Essentiel
"Entre les actes que nous avons prévus, autour des faits que nous déterminons et qui tracent péniblement les grandes lignes de notre existence, se presse et circule la redoutable multitude des hasards aux aguets. L'air que nous respirons, l'espace où nous nous mouvons, le temps que nous traversons, sont peuplés de circonstances qui nous attendent et nous choisissent dans la foule. A observer leurs habitudes, on constate bientôt que ces étranges filles du hasard, qui devraient être aveugles et sourdes comme leur père, n'agissent nullement au hasard. Elles savent ce qu'elles font et se trompent rarement. Avec une certitude inexplicable, elles reconnaissent le passant qui s'avance et devant lequel elles doivent se dresser. Que deux hommes suivent à la même heure le même chemin, il n'y aura ni hésitation ni confusion dans la double troupe invisible apostée par le sort. A l'arrivée de l'un se rangent les vierges blanches, avec les palmes, les amphores et les mille bonheurs imprévus de la route; à l'approche de l'autre, les « Mauvaises Femelles » qu'Eschyle nous a peintes s'élancent hors des taillis, comme si elles avaient à venger sur leur ignorante victime quelque offense inexpiable et antérieure à sa naissance.

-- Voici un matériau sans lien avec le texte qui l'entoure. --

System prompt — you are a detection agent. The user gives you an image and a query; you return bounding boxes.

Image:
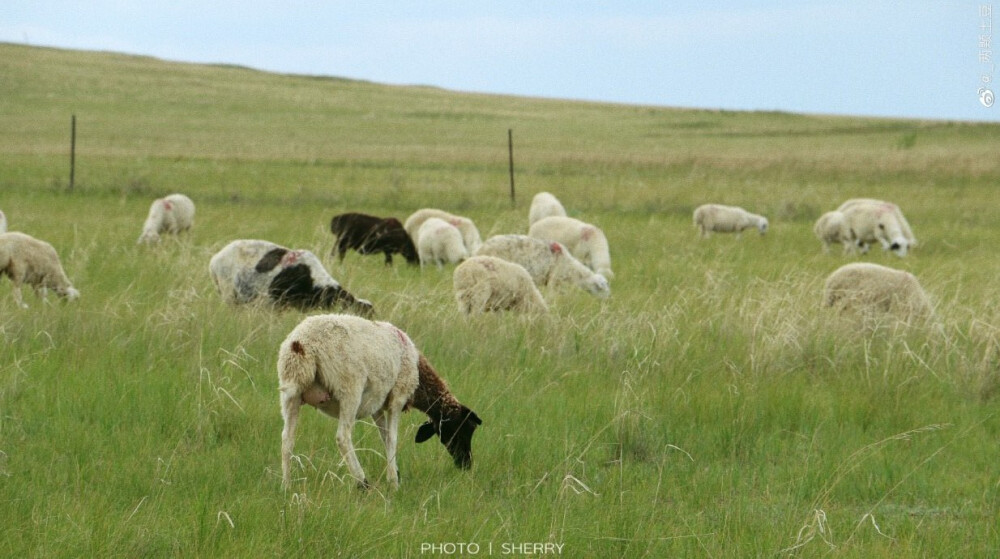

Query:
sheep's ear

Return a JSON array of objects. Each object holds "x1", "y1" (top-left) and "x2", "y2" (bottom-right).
[{"x1": 414, "y1": 421, "x2": 437, "y2": 443}]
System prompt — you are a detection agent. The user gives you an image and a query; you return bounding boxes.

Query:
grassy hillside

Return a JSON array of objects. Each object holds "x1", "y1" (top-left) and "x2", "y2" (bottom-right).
[{"x1": 0, "y1": 44, "x2": 1000, "y2": 557}]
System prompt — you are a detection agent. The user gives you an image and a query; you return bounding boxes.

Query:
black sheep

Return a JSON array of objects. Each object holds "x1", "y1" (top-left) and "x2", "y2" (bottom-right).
[{"x1": 330, "y1": 212, "x2": 420, "y2": 266}]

Tous nous avons plus ou moins suivi par la vie la destinée de certains êtres auxquels advenaient des bonheurs ou des malheurs que leurs actes n'avaient point préparés, et qui soudain, au tournant d'une rue, semblaient jaillir du sol ou tomber des étoiles, parfaits, gratuits, immérités, inévitables. L'un, qui ne songeait même pas à un emploi dont un rival mieux armé lui barrait l'accès, voit disparaître ce rival à la minute décisive; l'autre, qui comptait sur la protection d'un ami très puissant, voit mourir cet ami au moment même que ce dernier lui tendait la main pour lui venir en aide. Celui-ci, qui n'a ni talent ni beauté et ne sait rien prévoir, arrive chaque matin au palais de la Fortune, de la Gloire ou de l'Amour, à la brève seconde où toutes les portes sont ouvertes; celui-là, qui est plein de mérites et a longuement médité sa démarche légitime, s'y présente à l'heure même où la malchance le ferme pour un demi-siècle. Tel risque vingt fois sa santé dans des prouesses imbéciles et l'en retire intacte, tel autre la hasarde prudemment dans une aventure honorable et la perd sans retour. Des milliers d'inconnus travaillent obscurément à aider le premier sans l'avoir jamais vu ; des milliers d'inconnus entravent l'œuvre du second sans savoir qu'il existe. Et les uns et les autres ignorent ce qu'ils font; séparés par des mers, ils obéissent au même ordre diffus et minutieux ; puis, à l'heure prescrite, les pièces détachées de la mystérieuse machine se rejoignent et s’emboîtent; et voilà deux destinées complètes et dissemblables que le Temps met en branle."